TAser GUN poLICE BruTAlity
TAser GUN poLICE BruTAlity

I had a lot of trouble making out the middle of her poem, but it recounted, in the first person, an experience of being traumatized in Nazi Germany for being Jewish. And the poem concluded with the same refrain:

TAser GUN poLICE BruTAlity
TAser GUN poLICE BruTAlity

I had a strong suspicion that the woman was addressing no one in particular (a man beside me was nonchalantly reading a book), that this was, to allude to John Stuart Mill’s famous distinction between eloquence and poetry, an example of “feeling, confessing itself to itself in [a] moment…of solitude.” But, at the same time, I felt utterly convinced that her poetic chant was meant only for me (and this is, in my opinion, one of the potent ways that poetry can interpellate an audience). The woman seemed to have been uncannily aware that I was thinking of institutionalized, state-sanctioned violence; earlier that morning, I was perusing the new “war” issue of PMLA, and while I was having my coffee, I was reading the Chilean novelist Diamela Eltit’s account of the utterly oppressive violence of the Pinochet era.

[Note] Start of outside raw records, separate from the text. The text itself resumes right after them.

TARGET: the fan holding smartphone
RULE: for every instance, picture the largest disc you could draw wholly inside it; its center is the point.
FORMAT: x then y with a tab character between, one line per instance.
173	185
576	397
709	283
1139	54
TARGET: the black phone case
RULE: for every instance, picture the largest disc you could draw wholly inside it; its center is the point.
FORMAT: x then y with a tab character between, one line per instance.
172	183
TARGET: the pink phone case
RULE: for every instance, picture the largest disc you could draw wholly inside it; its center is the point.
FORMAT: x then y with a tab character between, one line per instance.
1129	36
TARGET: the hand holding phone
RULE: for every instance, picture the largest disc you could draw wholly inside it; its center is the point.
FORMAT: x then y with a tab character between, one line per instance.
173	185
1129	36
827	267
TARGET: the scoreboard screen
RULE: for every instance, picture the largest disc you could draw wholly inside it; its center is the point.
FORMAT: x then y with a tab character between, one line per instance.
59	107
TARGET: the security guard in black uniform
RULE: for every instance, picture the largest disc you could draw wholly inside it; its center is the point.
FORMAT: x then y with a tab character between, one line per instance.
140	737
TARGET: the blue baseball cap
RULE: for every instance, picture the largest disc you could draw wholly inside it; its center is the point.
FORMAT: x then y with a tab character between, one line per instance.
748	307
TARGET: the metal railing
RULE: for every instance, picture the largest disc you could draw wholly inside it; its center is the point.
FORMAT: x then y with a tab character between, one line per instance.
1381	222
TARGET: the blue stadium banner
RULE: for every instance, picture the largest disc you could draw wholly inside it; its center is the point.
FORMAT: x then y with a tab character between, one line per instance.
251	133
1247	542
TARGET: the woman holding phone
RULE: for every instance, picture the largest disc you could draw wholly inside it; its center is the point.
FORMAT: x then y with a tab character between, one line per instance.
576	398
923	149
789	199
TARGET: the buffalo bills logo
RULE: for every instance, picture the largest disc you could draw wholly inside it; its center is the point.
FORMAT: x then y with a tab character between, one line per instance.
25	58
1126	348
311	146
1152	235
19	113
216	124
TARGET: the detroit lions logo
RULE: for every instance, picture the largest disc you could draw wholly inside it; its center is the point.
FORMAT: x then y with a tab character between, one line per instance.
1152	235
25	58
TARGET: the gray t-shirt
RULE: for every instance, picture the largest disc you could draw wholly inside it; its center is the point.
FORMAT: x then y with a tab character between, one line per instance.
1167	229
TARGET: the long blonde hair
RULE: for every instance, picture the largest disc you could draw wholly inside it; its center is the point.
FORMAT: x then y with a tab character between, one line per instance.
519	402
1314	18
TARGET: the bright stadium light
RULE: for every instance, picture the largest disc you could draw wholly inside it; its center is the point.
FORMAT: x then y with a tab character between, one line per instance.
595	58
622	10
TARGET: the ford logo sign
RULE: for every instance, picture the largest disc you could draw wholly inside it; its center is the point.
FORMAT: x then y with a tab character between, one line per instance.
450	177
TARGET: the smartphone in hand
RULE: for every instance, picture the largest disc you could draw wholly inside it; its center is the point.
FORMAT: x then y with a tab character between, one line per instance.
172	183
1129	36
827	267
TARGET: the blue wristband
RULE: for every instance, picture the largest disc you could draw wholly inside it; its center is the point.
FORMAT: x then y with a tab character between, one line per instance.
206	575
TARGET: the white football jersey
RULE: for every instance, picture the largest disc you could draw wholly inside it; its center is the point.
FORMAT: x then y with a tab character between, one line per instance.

Before I rose to get off at 34th St, and as if she had anticipated this too, the woman lifted her head (was she looking at me? I don’t remember…) and added a kind of postscript to her poem—“Also MTA police brutality, also MTA police brutality”—which nicely gave her performance a site-specific resonance.

While I do, in certain respects, appreciate the MTA’s Poetry in Motion project (which seems now to be losing steam compared to the newer Train of Thought program which excerpts prose), these decontextualized snippets of verse have never struck me, or unsettled me, in the same way that this woman’s impromptu poem had.

This event also seemed to attest to the particular power of performance, and I am today very much looking forward to seeing Cecilia Vicuña’s performance.


Wednesday, October 21, 2009
Cecilia Vicuña, 2009-10 Estelle Lebowitz Artist-in-Residence
Public Lecture and Poetry Performance
“A Tongue Within Tongues”
Reception for the Artist: 6pm;
Performance: 6:30pm – 7:30 pm
Mabel Smith Douglass Room, Douglass Library
New Brunswick, NJ

“In her poetry performances Cecilia Vicuña creates a space for silence and transformation. Words, sounds and the audience are woven into new sensory perceptions. Playing with many languages as she reads and chants she transforms her texts as she goes, incorporating the present moment.”

~ by Michael Leong on October 21, 2009.

One Response to “Poetry in Motion: A Spontaneous Spoken Word Poem on the 8th Ave Local”

  1. I was just looking into instances of MTA police misconduct and think now that this woman’s performance may have been a protest against Jesse Archer’s recent beating in Grand Central Station.